Pernyataan itu benar-benar menggugah kita yang selama ini menganggap bahwa Allah itu ada untuk semata-mata mendukung berbagai rencana, keputusan, dan keinginan kita. Jawaban Lincoln mengingatkan kita bahwa rencana-rencana kita yang terbaik sekalipun belum tentu sesuai dengan kehendak Allah.
Di dalam Mazmur 139:23-24, pemazmur dengan jelas ingin senantiasa berada di pihak Allah ketika ia memohon, “Selidikilah aku, ya Allah dan kenalilah hatiku.. lihatlah, apakah jalanku serong, dan tuntunlah aku di jalan yang kekal!” Ketika kita mengikuti teladan pemazmur untuk senantiasa dekat pada Allah kita dapat memastikan bahwa kita berada di pihakNya, seiring RohNya menolong kita untuk menyelaraskan setiap pikiran dan tindakan kita agar seturut dengan jalanNya yang selalu benar.

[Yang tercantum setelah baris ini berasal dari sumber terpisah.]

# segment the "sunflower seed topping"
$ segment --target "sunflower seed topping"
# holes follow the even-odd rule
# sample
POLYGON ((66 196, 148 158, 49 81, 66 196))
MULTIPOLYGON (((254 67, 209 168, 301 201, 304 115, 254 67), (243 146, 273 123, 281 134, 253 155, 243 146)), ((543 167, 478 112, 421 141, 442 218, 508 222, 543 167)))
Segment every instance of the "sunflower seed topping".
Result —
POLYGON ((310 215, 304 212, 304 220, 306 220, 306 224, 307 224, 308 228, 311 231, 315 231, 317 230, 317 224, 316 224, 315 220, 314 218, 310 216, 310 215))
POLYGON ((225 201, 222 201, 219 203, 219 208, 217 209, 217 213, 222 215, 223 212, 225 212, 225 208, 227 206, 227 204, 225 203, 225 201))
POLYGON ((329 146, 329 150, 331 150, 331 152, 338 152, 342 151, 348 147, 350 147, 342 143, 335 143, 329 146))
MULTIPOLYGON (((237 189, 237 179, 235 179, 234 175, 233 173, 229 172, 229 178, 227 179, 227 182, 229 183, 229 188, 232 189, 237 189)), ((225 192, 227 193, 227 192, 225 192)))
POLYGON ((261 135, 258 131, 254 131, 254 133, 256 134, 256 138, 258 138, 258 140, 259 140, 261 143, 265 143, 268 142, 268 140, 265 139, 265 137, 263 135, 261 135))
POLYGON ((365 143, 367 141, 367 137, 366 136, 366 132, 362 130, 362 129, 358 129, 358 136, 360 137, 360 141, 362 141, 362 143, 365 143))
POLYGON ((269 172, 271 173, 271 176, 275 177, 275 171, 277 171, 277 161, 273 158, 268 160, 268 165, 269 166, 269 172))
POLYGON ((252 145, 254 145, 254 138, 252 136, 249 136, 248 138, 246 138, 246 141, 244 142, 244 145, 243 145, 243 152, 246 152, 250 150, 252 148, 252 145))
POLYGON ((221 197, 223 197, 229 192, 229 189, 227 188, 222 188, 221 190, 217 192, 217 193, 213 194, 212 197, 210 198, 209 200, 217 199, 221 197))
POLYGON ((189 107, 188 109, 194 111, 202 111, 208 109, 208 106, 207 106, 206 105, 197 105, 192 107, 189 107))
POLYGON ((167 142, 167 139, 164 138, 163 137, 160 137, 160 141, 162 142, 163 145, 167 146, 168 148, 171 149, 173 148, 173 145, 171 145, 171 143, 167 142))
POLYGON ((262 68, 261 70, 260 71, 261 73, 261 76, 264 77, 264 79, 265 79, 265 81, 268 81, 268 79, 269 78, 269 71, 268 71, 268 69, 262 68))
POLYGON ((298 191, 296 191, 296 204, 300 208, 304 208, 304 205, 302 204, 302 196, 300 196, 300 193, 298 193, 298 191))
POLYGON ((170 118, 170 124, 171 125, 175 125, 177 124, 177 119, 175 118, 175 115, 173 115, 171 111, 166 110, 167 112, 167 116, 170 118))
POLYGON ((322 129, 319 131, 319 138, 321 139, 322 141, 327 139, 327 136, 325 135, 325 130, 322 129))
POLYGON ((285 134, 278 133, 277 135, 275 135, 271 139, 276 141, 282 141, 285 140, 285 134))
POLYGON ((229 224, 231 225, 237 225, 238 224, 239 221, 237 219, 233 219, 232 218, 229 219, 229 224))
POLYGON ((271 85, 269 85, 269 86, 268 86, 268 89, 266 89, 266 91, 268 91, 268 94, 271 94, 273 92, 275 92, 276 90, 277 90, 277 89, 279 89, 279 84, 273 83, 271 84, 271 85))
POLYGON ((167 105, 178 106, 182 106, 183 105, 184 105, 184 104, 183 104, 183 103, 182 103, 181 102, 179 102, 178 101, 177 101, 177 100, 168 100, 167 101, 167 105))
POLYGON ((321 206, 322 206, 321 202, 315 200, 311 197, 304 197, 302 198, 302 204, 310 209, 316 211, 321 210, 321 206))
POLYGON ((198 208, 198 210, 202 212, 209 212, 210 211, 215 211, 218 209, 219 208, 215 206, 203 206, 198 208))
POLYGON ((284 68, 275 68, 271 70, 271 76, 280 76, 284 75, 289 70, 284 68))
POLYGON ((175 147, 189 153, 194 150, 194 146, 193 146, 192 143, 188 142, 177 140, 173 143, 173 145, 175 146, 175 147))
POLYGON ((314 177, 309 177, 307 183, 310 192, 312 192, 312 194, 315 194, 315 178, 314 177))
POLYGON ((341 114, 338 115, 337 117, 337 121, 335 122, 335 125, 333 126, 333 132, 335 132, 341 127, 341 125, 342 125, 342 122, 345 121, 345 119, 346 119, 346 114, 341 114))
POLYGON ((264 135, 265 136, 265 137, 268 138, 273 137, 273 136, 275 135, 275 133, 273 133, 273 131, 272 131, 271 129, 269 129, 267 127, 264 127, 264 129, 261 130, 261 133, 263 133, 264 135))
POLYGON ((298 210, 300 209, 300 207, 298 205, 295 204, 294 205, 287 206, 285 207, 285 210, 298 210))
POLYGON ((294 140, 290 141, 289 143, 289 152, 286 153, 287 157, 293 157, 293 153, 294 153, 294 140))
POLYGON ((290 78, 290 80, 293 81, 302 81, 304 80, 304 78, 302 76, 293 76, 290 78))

Jadi tanyakanlah kepada diri sendiri: Apakah kita berada di pihak Tuhan? Berada di pihakNya berarti kita mencerminkan kasihNya kepada orang-orang di sekitar. Kita akan mengampuni, memperlakukan orang lain dengan adil dan mengusahakan perdamaian. Jalan-jalan Allah selalu menjadi yang paling baik. Tuhan memberkati.

Doa:
Yesus, selidikilah hatiku, apakah jalanku serong di hadapanMu. Berilah aku rahmat kerendahan hati agar mau berbalik pada jalanMu. Jangan biarkan keegoisan menguasaiku, sehingga aku memaksakan Engkau untuk ada di pihakku, sementara apa yang kulakukan tidak sesuai dengan kehendakMu. Amin. (Dod).